Researchers have more bad news for embattled Volkswagen.
The car marker, which found itself at the centre of a global emissions scandal last year, is the subject of an academic paper which says a large number of its vehicles sold since 1995 can be easily unlocked by hackers.
And all hackers need to unlock a Volkswagen car — which includes those belonging to the Audi, Seat and Skoda brands — is a homemade radio costing as little as £30. This would allow them to listen into and replicate coded signals given off by a driver's key.
Volkswagen said it's aware of the issue, and is working with the researchers.
The paper by wonks from the University of Birmingham and German security firm Kasper & Oswald found that the interception was possible through reverse-engineering part of Volkswagen's network to obtain a master key. This could be used with the unique signal given off by an key fob to unlock its car.
It said: "Owners of affected vehicles should be aware that unlocking the doors of their car is much simpler than commonly assumed today."
"The necessary equipment ... are widely available at low cost."
"The attacks are hence highly scalable and could be potentially carried out by an unskilled adversary."

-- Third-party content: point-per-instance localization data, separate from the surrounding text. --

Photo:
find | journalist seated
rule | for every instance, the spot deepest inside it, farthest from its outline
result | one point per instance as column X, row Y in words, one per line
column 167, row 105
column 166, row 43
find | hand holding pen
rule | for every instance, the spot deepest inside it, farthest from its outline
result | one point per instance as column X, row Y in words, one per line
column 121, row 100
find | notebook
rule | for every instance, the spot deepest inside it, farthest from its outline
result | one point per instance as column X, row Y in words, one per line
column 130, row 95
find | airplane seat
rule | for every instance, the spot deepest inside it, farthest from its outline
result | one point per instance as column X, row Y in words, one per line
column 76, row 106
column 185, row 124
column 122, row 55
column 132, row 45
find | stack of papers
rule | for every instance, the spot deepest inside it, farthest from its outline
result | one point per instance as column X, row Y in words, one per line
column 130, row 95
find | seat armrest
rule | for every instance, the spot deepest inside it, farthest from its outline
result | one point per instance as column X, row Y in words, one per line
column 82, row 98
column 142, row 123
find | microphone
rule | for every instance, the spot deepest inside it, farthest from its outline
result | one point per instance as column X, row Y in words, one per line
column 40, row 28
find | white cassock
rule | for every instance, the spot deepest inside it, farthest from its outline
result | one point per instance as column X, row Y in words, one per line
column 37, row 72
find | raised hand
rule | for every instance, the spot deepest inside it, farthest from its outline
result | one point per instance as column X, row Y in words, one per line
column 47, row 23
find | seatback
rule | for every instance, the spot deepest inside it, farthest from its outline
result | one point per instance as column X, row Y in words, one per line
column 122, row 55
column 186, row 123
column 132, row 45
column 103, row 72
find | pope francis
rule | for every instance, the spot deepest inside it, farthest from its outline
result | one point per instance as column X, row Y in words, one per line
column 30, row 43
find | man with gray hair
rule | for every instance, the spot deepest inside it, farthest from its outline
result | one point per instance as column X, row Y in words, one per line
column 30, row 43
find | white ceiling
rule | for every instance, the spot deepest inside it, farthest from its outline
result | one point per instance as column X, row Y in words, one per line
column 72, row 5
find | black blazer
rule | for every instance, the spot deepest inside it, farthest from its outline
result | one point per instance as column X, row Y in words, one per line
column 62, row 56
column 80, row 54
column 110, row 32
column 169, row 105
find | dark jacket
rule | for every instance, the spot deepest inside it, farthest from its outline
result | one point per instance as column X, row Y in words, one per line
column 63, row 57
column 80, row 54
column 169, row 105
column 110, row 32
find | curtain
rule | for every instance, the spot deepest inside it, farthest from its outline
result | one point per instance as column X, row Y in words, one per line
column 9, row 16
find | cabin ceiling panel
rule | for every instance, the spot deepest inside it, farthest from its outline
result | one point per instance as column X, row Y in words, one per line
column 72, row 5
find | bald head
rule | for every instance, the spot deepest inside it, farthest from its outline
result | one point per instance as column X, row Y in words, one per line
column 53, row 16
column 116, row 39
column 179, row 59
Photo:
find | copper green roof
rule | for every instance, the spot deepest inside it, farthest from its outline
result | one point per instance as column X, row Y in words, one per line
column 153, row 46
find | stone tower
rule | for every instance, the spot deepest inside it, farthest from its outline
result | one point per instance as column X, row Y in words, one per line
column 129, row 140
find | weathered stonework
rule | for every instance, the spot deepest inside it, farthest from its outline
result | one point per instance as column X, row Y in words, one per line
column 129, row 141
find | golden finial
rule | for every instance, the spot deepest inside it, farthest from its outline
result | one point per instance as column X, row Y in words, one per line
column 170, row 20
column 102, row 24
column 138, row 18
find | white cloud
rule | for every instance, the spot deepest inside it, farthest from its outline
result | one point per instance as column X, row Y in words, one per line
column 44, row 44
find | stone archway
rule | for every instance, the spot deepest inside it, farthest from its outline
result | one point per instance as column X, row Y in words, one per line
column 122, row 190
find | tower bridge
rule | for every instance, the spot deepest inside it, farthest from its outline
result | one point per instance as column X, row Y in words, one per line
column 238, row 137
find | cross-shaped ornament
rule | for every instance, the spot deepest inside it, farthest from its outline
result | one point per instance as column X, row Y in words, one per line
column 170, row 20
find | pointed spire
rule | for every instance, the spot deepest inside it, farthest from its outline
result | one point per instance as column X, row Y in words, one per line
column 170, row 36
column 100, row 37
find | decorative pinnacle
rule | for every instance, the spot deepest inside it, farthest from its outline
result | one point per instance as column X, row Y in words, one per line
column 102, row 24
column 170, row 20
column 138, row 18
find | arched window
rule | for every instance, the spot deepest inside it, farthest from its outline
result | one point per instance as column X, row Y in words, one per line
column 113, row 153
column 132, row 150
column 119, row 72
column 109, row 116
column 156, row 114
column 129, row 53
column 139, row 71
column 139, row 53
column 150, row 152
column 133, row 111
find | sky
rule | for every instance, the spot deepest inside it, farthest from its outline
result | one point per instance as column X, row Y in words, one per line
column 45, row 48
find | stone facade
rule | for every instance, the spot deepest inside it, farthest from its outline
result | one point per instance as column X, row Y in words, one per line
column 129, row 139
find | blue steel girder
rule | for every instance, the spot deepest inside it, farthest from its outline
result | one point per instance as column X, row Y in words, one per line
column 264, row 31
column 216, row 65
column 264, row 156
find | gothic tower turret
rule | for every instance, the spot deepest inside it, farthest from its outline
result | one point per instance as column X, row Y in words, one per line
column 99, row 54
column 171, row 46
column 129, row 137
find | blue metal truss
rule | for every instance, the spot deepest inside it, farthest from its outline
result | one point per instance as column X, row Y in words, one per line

"Since they are executed solely via the wireless interface, with at least the range of the original removed control and leave no physical traces, they pose a severe threat in practice."
At the same time, another expert has voiced doubts over criminals' ability to reproduce the hack.
Security expert Ken Munro at Pen Test Partners, told the BBC that key components of what hackers would need to carry out an attack had been left out.
"You'd need some academic-level knowledge of cryptography to be able to do this," he said.